Richard McCarthy, the chairman of the Walpole Council on Aging, hosted the first “Singing for the Elders” show in the Walpole High School auditorium on Saturday, Oct. 21. The proceeds went toward benefiting the Walpole Senior Center Building Fund for the Friends of Walpole Elders. The construction of the new senior center broke ground on Monday, Oct. 30.
“The big thing is when I retired three years ago, my goal was to interact the students with the seniors because I was heading the seniors’ direction myself, and I spent 23 years working with the kids,” McCarthy said. “My whole life was based around children, and I was heading the seniors, so I thought it would be a good time to get them together.”

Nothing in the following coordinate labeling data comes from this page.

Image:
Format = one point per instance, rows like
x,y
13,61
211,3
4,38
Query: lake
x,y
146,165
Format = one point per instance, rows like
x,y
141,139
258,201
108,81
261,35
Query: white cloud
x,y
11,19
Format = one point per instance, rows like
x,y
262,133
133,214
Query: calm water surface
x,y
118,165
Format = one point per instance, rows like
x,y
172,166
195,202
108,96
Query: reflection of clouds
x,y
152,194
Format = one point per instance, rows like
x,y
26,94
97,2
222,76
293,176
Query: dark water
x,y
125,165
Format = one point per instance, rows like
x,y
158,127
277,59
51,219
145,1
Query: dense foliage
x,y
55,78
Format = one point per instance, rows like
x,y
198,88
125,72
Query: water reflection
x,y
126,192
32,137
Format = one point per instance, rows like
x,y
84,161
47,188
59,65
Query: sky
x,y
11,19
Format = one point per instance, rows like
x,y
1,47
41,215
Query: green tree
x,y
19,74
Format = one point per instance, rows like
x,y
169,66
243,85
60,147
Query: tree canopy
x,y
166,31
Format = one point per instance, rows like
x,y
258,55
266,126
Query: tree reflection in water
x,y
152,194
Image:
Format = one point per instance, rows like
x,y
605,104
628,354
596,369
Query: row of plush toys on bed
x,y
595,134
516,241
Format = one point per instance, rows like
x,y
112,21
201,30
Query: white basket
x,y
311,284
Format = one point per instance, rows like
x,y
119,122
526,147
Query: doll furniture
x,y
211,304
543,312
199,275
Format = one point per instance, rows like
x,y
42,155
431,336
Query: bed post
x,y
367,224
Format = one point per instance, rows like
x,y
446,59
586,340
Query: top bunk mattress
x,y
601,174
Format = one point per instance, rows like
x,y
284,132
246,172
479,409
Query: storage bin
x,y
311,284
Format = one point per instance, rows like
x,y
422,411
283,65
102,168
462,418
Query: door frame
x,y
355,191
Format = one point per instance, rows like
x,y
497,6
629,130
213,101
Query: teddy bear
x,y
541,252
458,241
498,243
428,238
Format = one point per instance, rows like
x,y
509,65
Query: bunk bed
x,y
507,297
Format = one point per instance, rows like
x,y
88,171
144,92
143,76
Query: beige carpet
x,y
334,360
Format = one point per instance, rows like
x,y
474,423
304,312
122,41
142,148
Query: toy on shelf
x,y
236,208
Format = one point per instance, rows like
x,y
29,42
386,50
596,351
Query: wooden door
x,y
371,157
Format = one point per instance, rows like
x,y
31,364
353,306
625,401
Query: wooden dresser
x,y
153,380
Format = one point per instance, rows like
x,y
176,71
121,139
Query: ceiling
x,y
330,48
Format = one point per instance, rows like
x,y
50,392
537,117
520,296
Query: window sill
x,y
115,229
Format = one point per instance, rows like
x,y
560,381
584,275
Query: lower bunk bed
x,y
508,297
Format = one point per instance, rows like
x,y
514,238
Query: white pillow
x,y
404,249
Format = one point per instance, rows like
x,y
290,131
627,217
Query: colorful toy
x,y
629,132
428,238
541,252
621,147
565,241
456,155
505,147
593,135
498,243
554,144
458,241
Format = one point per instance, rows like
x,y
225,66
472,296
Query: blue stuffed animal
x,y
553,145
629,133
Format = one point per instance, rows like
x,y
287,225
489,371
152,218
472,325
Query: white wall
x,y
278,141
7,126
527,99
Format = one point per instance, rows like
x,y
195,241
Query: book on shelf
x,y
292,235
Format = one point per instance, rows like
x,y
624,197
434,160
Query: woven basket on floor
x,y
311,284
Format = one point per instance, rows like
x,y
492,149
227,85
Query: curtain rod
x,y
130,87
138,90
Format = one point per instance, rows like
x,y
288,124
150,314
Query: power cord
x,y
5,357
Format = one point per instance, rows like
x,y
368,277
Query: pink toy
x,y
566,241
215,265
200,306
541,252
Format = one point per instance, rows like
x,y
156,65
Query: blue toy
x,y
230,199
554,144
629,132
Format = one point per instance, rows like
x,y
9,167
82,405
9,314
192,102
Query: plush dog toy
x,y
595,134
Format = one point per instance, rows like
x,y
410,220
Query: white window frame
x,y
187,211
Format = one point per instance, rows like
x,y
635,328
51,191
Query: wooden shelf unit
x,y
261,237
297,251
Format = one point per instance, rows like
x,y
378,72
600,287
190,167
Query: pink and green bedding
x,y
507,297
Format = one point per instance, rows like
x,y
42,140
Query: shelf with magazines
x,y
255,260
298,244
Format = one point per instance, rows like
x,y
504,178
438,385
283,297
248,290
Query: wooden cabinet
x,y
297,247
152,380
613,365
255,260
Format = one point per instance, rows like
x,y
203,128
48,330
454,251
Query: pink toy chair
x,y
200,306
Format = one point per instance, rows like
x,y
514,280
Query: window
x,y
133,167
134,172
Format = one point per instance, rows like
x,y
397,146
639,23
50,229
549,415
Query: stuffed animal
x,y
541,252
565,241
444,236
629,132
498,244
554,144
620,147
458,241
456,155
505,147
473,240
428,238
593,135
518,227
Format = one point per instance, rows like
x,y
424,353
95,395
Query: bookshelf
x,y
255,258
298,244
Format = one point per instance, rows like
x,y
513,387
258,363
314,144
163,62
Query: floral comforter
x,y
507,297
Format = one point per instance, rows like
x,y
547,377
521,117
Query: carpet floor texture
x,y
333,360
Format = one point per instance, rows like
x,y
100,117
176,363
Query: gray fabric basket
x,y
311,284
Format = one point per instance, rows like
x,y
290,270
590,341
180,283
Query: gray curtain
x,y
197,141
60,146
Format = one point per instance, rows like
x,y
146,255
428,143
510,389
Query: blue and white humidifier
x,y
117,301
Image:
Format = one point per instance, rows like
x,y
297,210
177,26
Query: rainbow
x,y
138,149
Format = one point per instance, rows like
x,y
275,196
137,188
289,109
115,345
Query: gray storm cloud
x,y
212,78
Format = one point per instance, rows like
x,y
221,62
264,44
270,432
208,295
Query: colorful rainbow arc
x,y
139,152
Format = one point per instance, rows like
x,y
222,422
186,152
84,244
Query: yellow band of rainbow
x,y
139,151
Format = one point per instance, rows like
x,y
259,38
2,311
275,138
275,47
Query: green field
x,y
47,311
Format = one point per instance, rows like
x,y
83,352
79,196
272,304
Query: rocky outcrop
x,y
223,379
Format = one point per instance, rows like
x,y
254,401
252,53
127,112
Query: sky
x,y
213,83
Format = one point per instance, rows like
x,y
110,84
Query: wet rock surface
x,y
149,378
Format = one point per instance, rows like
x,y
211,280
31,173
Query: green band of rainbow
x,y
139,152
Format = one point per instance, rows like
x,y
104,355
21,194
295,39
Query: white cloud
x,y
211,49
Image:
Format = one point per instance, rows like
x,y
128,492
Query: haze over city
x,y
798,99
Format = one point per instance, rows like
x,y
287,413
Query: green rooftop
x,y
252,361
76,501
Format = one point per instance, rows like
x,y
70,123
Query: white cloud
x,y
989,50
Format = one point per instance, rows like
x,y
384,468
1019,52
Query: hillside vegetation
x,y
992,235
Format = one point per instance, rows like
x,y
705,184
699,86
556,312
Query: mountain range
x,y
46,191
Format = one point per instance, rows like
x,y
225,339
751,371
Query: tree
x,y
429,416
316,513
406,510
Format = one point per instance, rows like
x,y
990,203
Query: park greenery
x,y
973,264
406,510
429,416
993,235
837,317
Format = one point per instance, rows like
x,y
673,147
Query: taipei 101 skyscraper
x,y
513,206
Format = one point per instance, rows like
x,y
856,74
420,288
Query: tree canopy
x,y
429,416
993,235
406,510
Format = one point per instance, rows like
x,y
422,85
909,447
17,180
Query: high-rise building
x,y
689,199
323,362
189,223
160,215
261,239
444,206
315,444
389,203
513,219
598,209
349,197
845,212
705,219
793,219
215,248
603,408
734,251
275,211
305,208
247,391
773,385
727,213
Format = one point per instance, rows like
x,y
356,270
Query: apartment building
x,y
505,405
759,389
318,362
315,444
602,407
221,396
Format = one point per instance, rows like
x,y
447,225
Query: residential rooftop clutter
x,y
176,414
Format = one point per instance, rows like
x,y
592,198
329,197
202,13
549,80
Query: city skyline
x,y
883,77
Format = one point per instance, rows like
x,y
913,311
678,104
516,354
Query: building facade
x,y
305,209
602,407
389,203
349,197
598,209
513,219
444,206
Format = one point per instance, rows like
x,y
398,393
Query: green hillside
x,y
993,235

With a crowd of about 60 people, the show included the Senior Moments, Rocco Frattasio, Claire Sullivan (Claire Sully) and Ed Jackowski.
Walpole’s Senior Moments sang classics such as “Hello,” “Sunny Side of the Street” and “Blueberry Hill,” enjoying themselves on stage with tapping toes and spirited smiles. The group sang Julie Andrews’ version of “My Favorite Things” from her seventieth birthday. The song replaced the original words from “The Sound of Music” with common phrases that refer to aging, like “when the joints ache.” They closed off their act with two favorites: “Let There Be Peace on Earth” and “God Bless America.”
Next to the stage was Sully, a Walpole High School senior. She dedicated her kick-off song, Taylor Swift’s “Safe and Sound,” to her grandmother. She then performed Miley Cyrus’ “Butterfly Fly Away” and Tiffany Taylor’s “Here’s Where I Stand.”
“I think that every generation is going to experience music in their life, and I think that a child learns to walk with music,” Sully said. “I think it’s important to have music in every generation.”
Class of 2015 Walpole High School alumnus Frattasio was next to perform. Frattasio traveled from Estes Park, Colorado to Walpole earlier on the same day.
Frattasio’s vibrato and riffs on the guitar were a complementary feature while performing his originals, such as “Jupiter,” and Jimi Hendrix covers. He dedicated Frank Sinatra’s “Nancy (with the Laughing Face)” to his grandmother.
Finally, Jackowski and his keyboardist Jay Babbitt brought the audience back to the styles of “The Rat Rack.” Jackowski narrated and interacted with the audience and Babbitt between songs, in the true style of Sinatra, Dean Martin and Sammy Davis Junior. He described how he grew up listening to the following music he would play, and he now introduces the music to his son. “Being a little bit older, it’s nice to take the stuff that I’d listen to with my dad and bring it into modern day. I taught some of these songs to my younger kids. It’s nice to play at an event for people of all ages,” Jackowski said.
Jackowski and Babbitt played songs such as “Come Fly with Me,” “Everybody Loves Somebody Sometime,” “Mack the Knife” and “Somewhere Beyond the Sea.” They also played Frankie Valli’s “Can’t Take My Eyes Off Of You,” Billy Joel’s “Your Song” and Michael Bublé’s version of the Drifters’s “Save The Last Dance for Me.”
“There’s a lot of different diversity in music, and a lot of songs stand the test of time,” Babbitt said. “Some of these songs are before our age—before we were born—and they still are popular and remade time and time again.”
For the cause of bringing people together no matter the age with the common denominator of music, McCarthy hopes to hold another “Singing for the Elders” concert in the fall of 2018.